The elevator jerked to a halt. My heart lept, please no. The lights flickered back on and then complete darkness. Mild waves of panic swept over me as I fumbled around the panels looking for an emergency phone. Finding familiar shapes, minus the sense of sight was a strange feeling. I lifted the reciever only to be dissapointed by a dead phone. I slithered along the wall, dropping to the floor, huddled in the corner. At a loss of where to begin, and attempting to find a place of Zen. Being out of control is totally against my nature. But I looked it in the same light as climbing. The challenge to control the mind when out of the comfort zone. Ah, the ever detested little mechanical gadget that keeps me accessible to the world, and them to me, was in my pocket, my cell phone. I dialed David, one of my fellow course mates at the Banff Centre, and told him with a wabbly calm that I was stuck in the elevator in the power outage. His sympathy, derived from years of exeprience with a claustrophobic wife, was instant. No, I'm not claustrophobic, I think I'll be ok. Call me back if you don't get out in a little bit.

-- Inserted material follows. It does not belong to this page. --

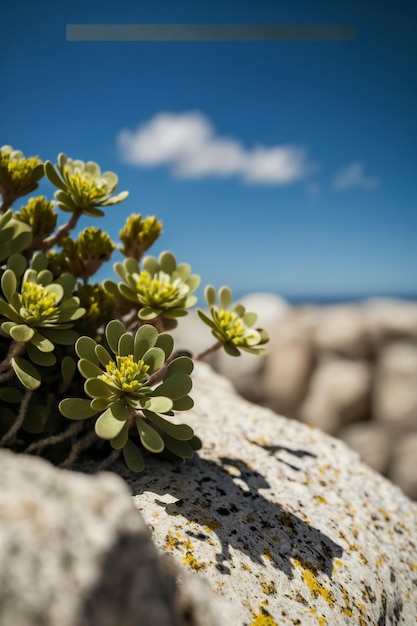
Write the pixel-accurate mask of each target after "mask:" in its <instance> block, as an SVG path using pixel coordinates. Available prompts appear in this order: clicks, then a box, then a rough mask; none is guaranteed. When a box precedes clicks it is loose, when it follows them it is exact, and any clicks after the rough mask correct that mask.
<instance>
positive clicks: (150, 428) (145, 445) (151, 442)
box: [136, 416, 164, 452]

I sat in the dark, relishing the contact that I had through my cell phone. I started texting Max, my boyfriend, seeking a little more reassurance. I saw it as a little mountain of Zen to try to keep my calm. Just then I realized a few things. We spend almost NO time absent of stimulation, in the dark, or just with our thoughts. Hmm I need to start meditating was my frist thought. This space is really uncomfortable, being helpless, out of control, and completely in solitude in the dark. I thought I saw a sliver of light which was a relief because those urban legends, like air tight elevators, began to seep into my head. The light turned out just to be my cell phone. Images of James Bond breaking through the roof pannel to save me from suffocated made me smile a little. I laid my cell phone open in the middle of the floor to cast a little light in the room. What if I have to go to the bathroom, and I am in here for hours? Then they open it and I have soiled myself. Deja Vu from being 8 years old locked in the bathroom at the library or in the closet at my house attempted to consume me. The irrational imagination is an amazing thing. Rational fear, I have found from experience, is a much calmer state. When I was avalanched in a serac fall, or when I fell 60 feet hitting the ground without a rope ice climbing. Those things were calm and rational. This thought process was far from that.

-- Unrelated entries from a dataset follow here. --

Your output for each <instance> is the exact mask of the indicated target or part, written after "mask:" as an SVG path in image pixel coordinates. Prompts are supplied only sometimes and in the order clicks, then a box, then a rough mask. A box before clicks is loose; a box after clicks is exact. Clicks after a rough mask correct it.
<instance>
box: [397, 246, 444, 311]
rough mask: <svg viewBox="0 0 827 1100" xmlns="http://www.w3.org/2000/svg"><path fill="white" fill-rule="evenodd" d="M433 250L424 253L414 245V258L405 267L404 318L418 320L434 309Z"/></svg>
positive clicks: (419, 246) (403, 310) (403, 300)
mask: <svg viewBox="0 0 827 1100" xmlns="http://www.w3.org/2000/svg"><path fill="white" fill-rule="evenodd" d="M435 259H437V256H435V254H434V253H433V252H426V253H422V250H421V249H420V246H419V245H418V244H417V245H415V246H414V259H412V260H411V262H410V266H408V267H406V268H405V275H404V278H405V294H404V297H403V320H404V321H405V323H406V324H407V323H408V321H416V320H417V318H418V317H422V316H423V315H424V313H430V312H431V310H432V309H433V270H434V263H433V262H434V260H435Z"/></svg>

Maybe I better call someone I thought. So I called the switchboard, which was of course totally jammed with questions and complaints about the power outage. After 10 minutes on hold and rediculous surcharges from my out of country cell phone I thought, maybe i'll try the emergency phone again.

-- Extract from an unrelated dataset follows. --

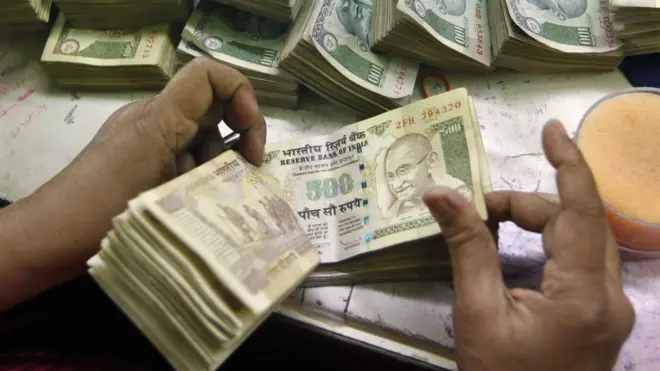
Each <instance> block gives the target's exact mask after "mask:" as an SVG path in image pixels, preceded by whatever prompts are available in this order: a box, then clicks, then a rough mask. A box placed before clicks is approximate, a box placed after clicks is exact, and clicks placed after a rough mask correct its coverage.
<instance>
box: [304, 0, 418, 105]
mask: <svg viewBox="0 0 660 371" xmlns="http://www.w3.org/2000/svg"><path fill="white" fill-rule="evenodd" d="M310 1H311V0H310ZM313 14H314V15H313V16H312V21H311V24H310V27H309V33H310V36H311V39H312V42H313V43H314V46H315V47H316V49H317V50H318V51H319V53H321V55H322V56H323V57H324V58H325V59H326V60H327V61H328V62H329V63H330V64H331V65H332V66H333V67H334V68H336V69H337V70H338V71H340V72H341V73H342V74H343V75H344V76H346V77H347V78H349V79H350V80H351V81H353V82H354V83H356V84H358V85H360V86H361V87H363V88H365V89H368V90H370V91H372V92H374V93H377V94H380V95H382V96H384V97H388V98H392V99H399V98H404V97H408V96H410V95H411V94H412V90H413V88H414V86H415V78H416V77H417V70H418V68H419V65H418V64H417V63H415V62H412V61H409V60H406V59H404V58H401V57H397V56H392V55H388V54H382V53H379V54H376V53H374V52H372V51H371V49H370V46H369V45H371V40H370V38H371V22H372V19H371V15H372V10H371V0H363V1H356V2H347V1H341V0H317V4H316V9H315V11H314V13H313Z"/></svg>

I called the emergency center who immediately dispached a handful of security crew and maintenance workers to save the day. Upon arrival the man yelled to me
"Are you ok?"
"Yes, I'm fine."
"Ok, don't panic."
Hmm I thought, now I surely won't panic, thanks for the support.
The task at hand seemed as intense as neuroscience and quantum physics making me laugh. But also realizing that I was comforted by the fact that there were others around, and that they knew I was here.
The power switched back on soon after a screw driver pried it's way between the door and the wall attempting to open the door manually. I floated up to the 6th floor and got out, deciding to walk back down to the lobby.
It is funny how these little moments teach us about ourselves, our fears and our weaknesses.